When I took a course in Large Scale Computation at Tulane University, I learned a lot and forgot a lot. Understanding how to take a physical phenomena or problem and develop software that is scalable and highly parallelizable, along with optimizing the software for the High Performance Computing (HPC) resources available is enough information to justify a whole degree, so trying to learn all of that in the semester courses that are taught on HPC (if at all) can feel like drinking water from a fire hose. In going back over the class notes I re-remembered one of problems that encompasses all the important parts for scientific computing on HPC resources and in relearning it felt like it would be a great example for beginners to work through.

Heat equation

The heat equation is one of the most well known and simplest partial differential equations (PDEs). The physical intuition and solving the heat equation provides the fundamentals for other equations throughout mathematics and physics. The heat equation and other diffusive PDEs show up throughout statistical mechanics describing random walks and Brownian motion. While the heat equation in 1-D and some other PDEs have analytical solutions, solving most PDEs requires numerical methods to solve.
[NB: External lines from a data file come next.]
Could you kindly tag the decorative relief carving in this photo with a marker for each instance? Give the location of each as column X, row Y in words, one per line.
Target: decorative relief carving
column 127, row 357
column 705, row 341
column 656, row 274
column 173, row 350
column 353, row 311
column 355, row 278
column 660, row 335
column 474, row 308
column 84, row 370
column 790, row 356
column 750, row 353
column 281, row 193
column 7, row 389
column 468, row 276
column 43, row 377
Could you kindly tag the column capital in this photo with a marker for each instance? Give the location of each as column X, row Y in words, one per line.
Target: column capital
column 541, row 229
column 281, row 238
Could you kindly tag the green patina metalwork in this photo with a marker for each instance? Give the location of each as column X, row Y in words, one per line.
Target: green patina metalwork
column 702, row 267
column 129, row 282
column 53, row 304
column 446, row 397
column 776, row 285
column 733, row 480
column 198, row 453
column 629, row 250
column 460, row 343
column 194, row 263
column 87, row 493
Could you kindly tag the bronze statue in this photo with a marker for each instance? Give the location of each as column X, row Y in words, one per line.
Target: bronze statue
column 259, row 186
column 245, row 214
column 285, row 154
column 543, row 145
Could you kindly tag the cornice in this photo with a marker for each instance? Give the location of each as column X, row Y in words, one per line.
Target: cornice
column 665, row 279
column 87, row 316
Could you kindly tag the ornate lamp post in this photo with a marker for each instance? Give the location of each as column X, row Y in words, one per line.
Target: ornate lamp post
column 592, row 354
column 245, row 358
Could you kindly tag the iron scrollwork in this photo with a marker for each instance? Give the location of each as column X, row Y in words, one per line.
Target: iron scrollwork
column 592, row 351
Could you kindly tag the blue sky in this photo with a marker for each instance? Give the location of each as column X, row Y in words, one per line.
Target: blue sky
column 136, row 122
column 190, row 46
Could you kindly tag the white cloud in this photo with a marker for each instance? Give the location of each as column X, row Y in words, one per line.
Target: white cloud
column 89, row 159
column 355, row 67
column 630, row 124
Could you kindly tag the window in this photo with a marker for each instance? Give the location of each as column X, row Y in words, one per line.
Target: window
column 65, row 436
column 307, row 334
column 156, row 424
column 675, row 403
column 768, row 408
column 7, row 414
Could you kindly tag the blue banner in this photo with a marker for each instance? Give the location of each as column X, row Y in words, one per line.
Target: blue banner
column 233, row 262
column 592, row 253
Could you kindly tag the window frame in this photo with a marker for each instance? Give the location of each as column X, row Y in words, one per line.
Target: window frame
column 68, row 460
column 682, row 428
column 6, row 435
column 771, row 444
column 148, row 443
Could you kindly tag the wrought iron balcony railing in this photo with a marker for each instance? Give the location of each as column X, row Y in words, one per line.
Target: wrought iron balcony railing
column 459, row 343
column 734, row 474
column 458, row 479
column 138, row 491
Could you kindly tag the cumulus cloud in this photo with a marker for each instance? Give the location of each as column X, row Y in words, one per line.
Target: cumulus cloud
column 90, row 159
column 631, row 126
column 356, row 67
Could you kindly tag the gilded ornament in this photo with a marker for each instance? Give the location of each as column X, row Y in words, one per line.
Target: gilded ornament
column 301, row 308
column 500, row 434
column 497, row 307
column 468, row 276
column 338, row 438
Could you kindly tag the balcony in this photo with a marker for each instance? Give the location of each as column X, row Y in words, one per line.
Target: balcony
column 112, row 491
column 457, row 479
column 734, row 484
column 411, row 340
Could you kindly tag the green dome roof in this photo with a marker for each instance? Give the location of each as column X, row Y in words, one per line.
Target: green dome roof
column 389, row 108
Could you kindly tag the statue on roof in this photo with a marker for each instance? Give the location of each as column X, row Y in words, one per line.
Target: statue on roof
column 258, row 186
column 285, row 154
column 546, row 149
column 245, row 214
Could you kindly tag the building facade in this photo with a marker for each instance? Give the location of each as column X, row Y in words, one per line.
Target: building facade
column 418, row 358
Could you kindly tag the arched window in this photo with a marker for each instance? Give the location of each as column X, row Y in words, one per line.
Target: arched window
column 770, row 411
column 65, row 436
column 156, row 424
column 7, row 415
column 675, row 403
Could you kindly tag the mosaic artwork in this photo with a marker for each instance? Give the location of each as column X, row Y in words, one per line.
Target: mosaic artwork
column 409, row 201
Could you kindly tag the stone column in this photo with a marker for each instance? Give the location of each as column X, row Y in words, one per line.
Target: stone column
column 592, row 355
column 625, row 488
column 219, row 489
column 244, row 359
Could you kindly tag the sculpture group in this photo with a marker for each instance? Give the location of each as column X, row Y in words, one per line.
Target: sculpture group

In this first part of a multi-part series using the example of heat flow in a uniform rod, we’ll go over the physical interpretation of the heat equation, mathematical setup, and discretization for the numerical solution. In later parts of the series we’ll use C++ and open-source parallel computing libraries to solve the problem numerically on HPC resources.

Physical interpretation

From the second law of thermodynamics heat flows from hot to cold proportional to the temperature difference and the thermal conductivity of the material between them. This provides the intuitive result that the rate of heating or cooling is proportional to how much hotter or cooler the surrounding area is.

Conservation of heat

A slender rod where, $\phi (x,t)$ is some conserved quantity, $f(x,t)$ is a source term, and $F_1$ and $F_2$ are the flux at $x_1$ and $x_2$ , respectively.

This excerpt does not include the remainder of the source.